I’m not sure what the format is really like in hd5 (I researched but I couldn’t figure it out), if it’s like what you put instead of doing ...split(',')
as I do in the examples below ....split(' ')
(4 spaces). Csv format I used for testing is:
2016-01-01 00:00:00, NaN
2016-01-01 01:00:00, 22.445700
2016-01-01 02:00:00, 22.388300
2016-01-01 03:00:00, 22.400000
2016-01-01 04:00:00, NaN
2016-01-01 05:00:00, 22.133900
2016-01-01 06:00:00, 21.948999
2016-01-01 07:00:00, 21.787901
...
With groupby you can do so:
from itertools import groupby
with open('tests.csv', 'r') as f:
dados = [(l.split(',')[0], l.split(',')[1].strip()) for l in f]

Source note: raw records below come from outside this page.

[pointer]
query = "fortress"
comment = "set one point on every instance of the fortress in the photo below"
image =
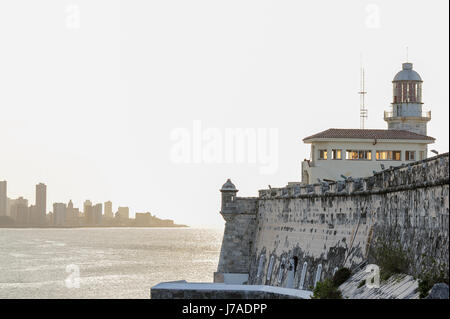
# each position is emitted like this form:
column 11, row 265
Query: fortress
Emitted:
column 293, row 237
column 300, row 234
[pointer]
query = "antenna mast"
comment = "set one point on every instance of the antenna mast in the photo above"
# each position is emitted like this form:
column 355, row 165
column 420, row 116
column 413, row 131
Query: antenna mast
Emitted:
column 362, row 109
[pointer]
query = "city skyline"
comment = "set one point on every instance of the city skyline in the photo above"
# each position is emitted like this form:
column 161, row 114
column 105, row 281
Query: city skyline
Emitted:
column 22, row 212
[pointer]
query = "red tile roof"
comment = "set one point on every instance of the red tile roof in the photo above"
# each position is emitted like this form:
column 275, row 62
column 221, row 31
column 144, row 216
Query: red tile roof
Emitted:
column 370, row 134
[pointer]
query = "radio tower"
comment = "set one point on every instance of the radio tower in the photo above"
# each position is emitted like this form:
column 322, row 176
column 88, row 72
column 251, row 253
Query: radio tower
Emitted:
column 362, row 109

print(dados) # [('2016-01-01 00:00:00', 'NaN'), ('2016-01-01 01:00:00', '22.445700'), ('2016-01-01 02:00:00', '22.388300'), ('2016-01-01 03:00:00', '22.400000'), ...]
dados_sort = sorted((k.split()[1], v) for k, v in dados) # importante
for hora, group in groupby(dados_sort, key=lambda x: x[0]):
group = list(group)
if any(v == 'NaN' for k, v in group):
print('Existem {} NaN na hora {}'.format(len(group), hora))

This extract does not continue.